Account Length and Detail
Longer, more detailed accounts will naturally score higher because there is more opportunity for transformation to be discussed. This is not a flaw—it reflects the richness of the data. The Transformation Depth score (mean of non-zero domains) helps normalize for this, as a short account that deeply describes one area will have a high Depth score even with a lower Overall score.
Cultural Context
Transformation expressions may vary across cultures and religious traditions. The analysis assesses transformation based on the degree of change from the person's own baseline, not against a universal template.
Literature Foundation
The NDE-TI is grounded in five decades of peer-reviewed NDE research.
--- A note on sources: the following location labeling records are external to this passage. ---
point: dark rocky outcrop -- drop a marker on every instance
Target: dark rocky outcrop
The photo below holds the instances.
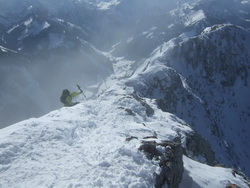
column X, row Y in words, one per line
column 170, row 161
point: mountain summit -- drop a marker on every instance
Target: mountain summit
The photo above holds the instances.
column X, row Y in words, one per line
column 166, row 89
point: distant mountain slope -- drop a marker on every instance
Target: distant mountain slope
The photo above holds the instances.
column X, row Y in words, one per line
column 207, row 86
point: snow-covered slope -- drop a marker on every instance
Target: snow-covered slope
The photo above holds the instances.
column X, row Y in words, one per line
column 95, row 144
column 205, row 81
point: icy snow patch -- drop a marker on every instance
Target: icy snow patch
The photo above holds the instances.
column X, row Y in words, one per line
column 107, row 5
column 194, row 17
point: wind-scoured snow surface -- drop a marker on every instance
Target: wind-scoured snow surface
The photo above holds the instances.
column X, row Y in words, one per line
column 85, row 146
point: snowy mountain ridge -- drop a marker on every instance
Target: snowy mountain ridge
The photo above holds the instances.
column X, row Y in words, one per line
column 95, row 144
column 172, row 96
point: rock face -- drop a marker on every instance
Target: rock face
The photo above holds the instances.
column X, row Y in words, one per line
column 204, row 81
column 200, row 149
column 169, row 154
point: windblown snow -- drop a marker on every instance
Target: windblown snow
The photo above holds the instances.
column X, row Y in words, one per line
column 86, row 146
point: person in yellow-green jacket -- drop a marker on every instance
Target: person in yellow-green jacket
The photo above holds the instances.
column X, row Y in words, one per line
column 67, row 97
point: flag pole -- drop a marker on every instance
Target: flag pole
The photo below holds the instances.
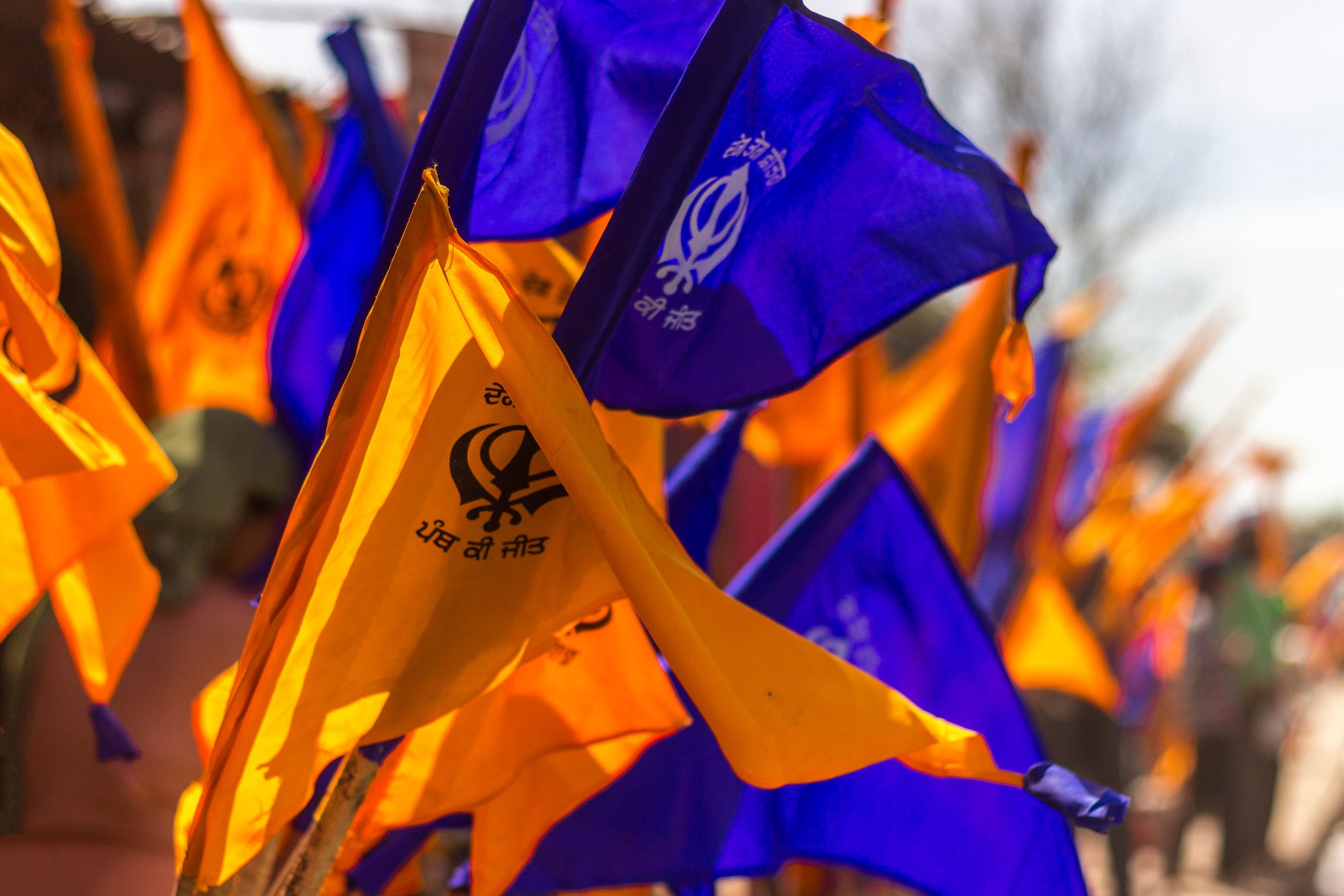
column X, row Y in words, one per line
column 117, row 260
column 314, row 864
Each domain maps directly to established constructs in the published literature.
| Source | Contribution to Scale Design |
|---|---|
| Ring (1980, 1984, 1998) | Omega prototype; value shifts; psychic aftereffects |
| Greyson (2004) LCI-R | Nine value-change domains; direction and magnitude framework |
| Greyson (2021) After | Comprehensive review of transformation research |
| Van Lommel (2001, 2010) | Longitudinal transformation; deepening over time |
| Atwater (1988, 2007) | Physiological changes; EM sensitivity; childhood patterns |
| Sutherland (1992) | Cross-cultural confirmation; relationship changes |
| Long/NDERF surveys | Large-scale aftereffect data; belief changes |
| Noyes et al. (2009) | Aftereffects typology for pleasurable vs. distressing NDEs |
| Khanna & Greyson (2014) | Daily spiritual experiences pre/post NDE |
| Bush (2012) | Distressing NDEs and their transformative aftereffects |
| Holden, Greyson & James (2009) | Handbook of NDEs: comprehensive academic review |
How We Use the NDE-TI
On this platform, we apply the NDE Transformation Index to first-person NDE accounts shared through video. Our AI analysis system evaluates each of the 10 domains based on the experiencer's own description in the video transcript, providing:
- An Overall Transformation Score (0–50) with corresponding classification
- Breadth (how many life areas were affected) and Depth (how intensely transformation is described)
- Individual domain scores (0–5) with direction indicators for each of the 10 domains
- Evidence summaries and key quotes from the transcript for each scored domain
- A qualitative profile with dominant themes, integration notes, and timeline observations
Note: Our AI-generated NDE-TI scores are approximations based on the video transcript and should be considered indicative rather than definitive. A low score may indicate the experiencer focused on describing the NDE itself rather than its aftereffects, not that transformation did not occur.